Contrairement à ce que l’on pourrait penser, Altötting n’est donc pas l’éloge du culte de Marie, mais la remise en question de la foi naïve face à un monde brutal auquel on est confronté à l’âge adulte. Film aux éléments autobiographiques – Altötting étant la ville de naissance du cinéaste dont la mère estdécédée durant la réalisation du projet –, ses images retentissent en nous.
Tout comme Altötting, la dernière création de Jean-François Lévesque, Moi, Barnabé, questionne la foi en Dieu en prenant pour exemple un prêtre hanté par des doutes qu’il tente de faire taire dans l’alcool. « J’ai voulu revisiter les croyances, la spiritualité dont j’ai hérité par mon éducation. Je suis né dans une famille catholique et, un jour, je me suis fermé à cet aspect, comme le font beaucoup d’adolescents », relate le cinéaste. Pourtant, comparativement à Altötting , l’approche technique est tout à fait différente. Moi, Barnabé, une animation traditionnelle 2D, est un mélange entre la technique image par image et le recours à des marionnettes – mais quelles marionnettes, je vous dis, car elles sont d’un raffinement incroyable ! À ce propos, ne manquez pas le making-of du film qui vous permet d’observer l’artiste en action :
Quoique beaucoup moins évident que dans Altötting, Moi, Barnabé établit un contraste fin entre le catholicisme patriarcal représenté par ses institutions et ses objets de foi (l’église, le catéchisme) et un « rapport à la Terre mère », comme le formule le réalisateur. Il s’agit d’un lien profond avec la nature auquel Barnabé cogite le lendemain d’une tempête cauchemardesque lors de laquelle un coq horrifiant – aussi déstabilisant que les fantômes que Scrooge rencontre dans le fameux Conte de Noël de Charles Dickens – venait hanter le prêtre. Illusions en état d’ivresse ou signes célestes pour mettre à l’épreuve la croyance de Barnabé ? Si, au début, on observe le clerc alcoolisé grimper sur le clocher de son église – symbole de l’hubris, peut-être ? –, la fin nous le présente tout en bas, allongé sur le dos dans l’herbe – endroit parlant d’un nouveau commencement en toute modestie. C’est clair comme le jour : cet animateur est d’un talent stupéfiant.

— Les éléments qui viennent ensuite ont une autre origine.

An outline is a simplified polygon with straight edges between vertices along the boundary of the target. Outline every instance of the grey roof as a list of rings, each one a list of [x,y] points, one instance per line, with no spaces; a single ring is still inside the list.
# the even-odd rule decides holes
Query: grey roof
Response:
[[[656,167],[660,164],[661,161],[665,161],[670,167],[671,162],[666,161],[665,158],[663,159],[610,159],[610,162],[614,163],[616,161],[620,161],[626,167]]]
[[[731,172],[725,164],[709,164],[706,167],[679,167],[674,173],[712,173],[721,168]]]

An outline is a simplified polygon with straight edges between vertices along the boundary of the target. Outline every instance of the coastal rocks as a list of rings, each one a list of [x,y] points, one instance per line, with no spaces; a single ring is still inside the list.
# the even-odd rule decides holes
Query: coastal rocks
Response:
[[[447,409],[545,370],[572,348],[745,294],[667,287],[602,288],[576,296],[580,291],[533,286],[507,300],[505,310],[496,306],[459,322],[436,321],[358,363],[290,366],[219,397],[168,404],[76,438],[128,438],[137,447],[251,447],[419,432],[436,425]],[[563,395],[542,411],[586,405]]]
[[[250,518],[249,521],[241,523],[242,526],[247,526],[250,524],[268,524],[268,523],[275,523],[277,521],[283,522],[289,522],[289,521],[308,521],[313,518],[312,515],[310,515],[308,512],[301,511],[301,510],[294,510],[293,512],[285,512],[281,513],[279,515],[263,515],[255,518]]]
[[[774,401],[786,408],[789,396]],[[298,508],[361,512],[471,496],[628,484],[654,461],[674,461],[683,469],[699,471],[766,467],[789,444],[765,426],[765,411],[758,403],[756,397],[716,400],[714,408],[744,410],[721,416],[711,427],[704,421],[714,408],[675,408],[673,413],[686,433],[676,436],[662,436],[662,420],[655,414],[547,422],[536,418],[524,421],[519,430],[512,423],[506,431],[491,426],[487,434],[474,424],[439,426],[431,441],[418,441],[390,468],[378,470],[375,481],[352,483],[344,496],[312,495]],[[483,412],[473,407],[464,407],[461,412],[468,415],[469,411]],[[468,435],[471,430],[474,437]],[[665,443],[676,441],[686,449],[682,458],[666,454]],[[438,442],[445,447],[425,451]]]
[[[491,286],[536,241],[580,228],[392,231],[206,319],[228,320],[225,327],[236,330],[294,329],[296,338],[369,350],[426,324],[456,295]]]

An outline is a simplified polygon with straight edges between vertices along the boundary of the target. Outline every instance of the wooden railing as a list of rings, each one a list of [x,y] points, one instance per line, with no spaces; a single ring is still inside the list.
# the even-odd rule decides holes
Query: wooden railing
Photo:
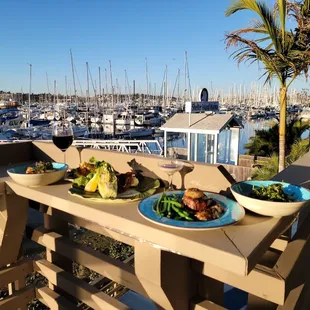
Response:
[[[1,149],[10,152],[11,156]],[[79,309],[81,303],[93,309],[129,309],[118,300],[119,292],[126,289],[150,298],[158,308],[224,309],[223,283],[247,291],[249,307],[264,309],[265,305],[268,309],[276,309],[277,305],[283,305],[281,309],[309,309],[309,217],[305,217],[292,239],[287,236],[276,239],[262,256],[261,263],[253,266],[249,275],[241,276],[169,249],[154,247],[151,243],[141,242],[138,236],[100,226],[74,212],[57,210],[42,204],[39,197],[31,197],[30,203],[6,185],[5,167],[45,158],[60,161],[61,152],[53,145],[39,142],[17,143],[14,147],[3,145],[0,150],[3,165],[0,169],[3,177],[0,180],[0,289],[8,287],[9,294],[0,300],[1,310],[27,309],[28,303],[35,298],[51,309]],[[71,166],[76,166],[80,160],[94,155],[109,161],[119,171],[126,171],[126,163],[132,158],[130,154],[115,156],[108,151],[83,150],[79,153],[75,148],[68,150],[67,158]],[[145,173],[152,175],[153,167],[157,165],[155,158],[140,156],[138,159],[148,168]],[[233,181],[221,166],[194,165],[191,179],[186,175],[175,178],[178,188],[196,186],[226,192]],[[159,176],[165,178],[164,173]],[[42,226],[27,226],[29,207],[44,214]],[[121,262],[75,243],[70,238],[68,223],[134,246],[135,257]],[[289,227],[289,219],[287,224]],[[23,257],[23,236],[43,246],[45,257]],[[100,274],[104,289],[76,278],[72,274],[72,262]],[[145,268],[146,265],[154,266],[152,272]],[[27,276],[35,272],[48,281],[46,285],[27,281]]]

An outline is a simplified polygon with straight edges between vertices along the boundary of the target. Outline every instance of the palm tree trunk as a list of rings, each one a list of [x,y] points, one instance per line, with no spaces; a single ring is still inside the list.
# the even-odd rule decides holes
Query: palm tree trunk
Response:
[[[287,88],[280,89],[280,125],[279,125],[279,172],[285,168],[285,131],[286,131]]]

Pour terminer, L’abeille et l’orchidée, le quatrième « invité » canadien au festival d’Annecy est le plus court dans notre listing. Or, son objectif n’est rien d’autre que de proposer une expérience immersive de réalité virtuelle censée rendre palpable l’idée de Darwin selon laquelle seulement les êtres vivants capables d’improviser au mieux survivront aux ennemis et aux changements environnementaux. Note importante pour le spectateur : selon ses producteurs, la technique dans L’abeille et l’orchidée, qui utilise l’animation image par image, des marionnettes de pâte à modeler et un système 3D hautement complexe, ne jouerait à plein qu’en position debout. Position qui est également, ajoutons-le, la position idéale pour une standing ovation…

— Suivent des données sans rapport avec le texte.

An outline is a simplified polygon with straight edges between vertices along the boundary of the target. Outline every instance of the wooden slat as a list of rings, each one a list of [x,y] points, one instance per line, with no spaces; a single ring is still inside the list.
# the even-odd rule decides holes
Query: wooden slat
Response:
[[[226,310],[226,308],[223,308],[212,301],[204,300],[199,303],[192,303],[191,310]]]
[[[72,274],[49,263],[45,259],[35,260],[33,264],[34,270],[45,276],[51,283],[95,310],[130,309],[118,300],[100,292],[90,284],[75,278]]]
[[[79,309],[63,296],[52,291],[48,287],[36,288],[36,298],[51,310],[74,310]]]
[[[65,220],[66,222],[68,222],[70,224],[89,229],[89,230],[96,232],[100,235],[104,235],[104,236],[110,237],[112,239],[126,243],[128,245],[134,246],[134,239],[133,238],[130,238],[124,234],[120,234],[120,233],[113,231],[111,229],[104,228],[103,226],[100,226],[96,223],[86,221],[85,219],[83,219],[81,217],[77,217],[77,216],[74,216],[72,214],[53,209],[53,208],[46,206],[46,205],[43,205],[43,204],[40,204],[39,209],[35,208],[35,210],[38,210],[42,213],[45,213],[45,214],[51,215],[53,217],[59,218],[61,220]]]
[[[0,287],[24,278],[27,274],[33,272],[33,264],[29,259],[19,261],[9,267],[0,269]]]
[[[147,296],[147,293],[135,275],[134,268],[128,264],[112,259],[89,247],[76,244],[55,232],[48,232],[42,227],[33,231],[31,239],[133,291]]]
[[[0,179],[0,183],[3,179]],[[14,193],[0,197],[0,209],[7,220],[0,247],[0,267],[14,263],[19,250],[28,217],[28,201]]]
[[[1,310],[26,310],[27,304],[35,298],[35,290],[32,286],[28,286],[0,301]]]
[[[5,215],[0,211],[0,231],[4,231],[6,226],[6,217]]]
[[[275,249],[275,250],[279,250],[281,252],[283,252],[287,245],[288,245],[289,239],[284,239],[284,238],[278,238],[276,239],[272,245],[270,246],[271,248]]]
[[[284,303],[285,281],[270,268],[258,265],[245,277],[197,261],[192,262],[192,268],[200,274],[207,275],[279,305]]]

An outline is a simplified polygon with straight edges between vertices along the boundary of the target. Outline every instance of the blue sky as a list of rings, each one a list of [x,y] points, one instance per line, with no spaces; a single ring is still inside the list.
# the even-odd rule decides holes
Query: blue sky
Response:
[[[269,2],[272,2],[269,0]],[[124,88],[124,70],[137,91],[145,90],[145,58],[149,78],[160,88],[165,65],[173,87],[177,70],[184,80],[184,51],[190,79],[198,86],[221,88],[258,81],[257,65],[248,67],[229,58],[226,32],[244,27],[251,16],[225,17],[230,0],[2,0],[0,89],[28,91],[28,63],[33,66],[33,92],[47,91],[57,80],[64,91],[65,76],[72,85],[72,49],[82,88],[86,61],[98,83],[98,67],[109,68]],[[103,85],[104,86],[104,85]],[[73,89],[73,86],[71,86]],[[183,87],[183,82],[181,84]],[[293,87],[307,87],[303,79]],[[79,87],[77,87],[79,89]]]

Voyage nostalgique dans la patrie, confrontation à la part sombre en nous, remise en question de la propre foi et réorientation identitaire… Dans Physique de la tristesse, Altötting, Moi, Barnabé et L’abeille et l’orchidée le Canada porte un regard profondément penseur sur son passé, individuel et collectif, marqué par le catholicisme et la quête identitaire d’un pays multiethnique. Tant au niveau esthétique qu’au niveau thématique, il s’agit d’une sélection digne d’Annecy.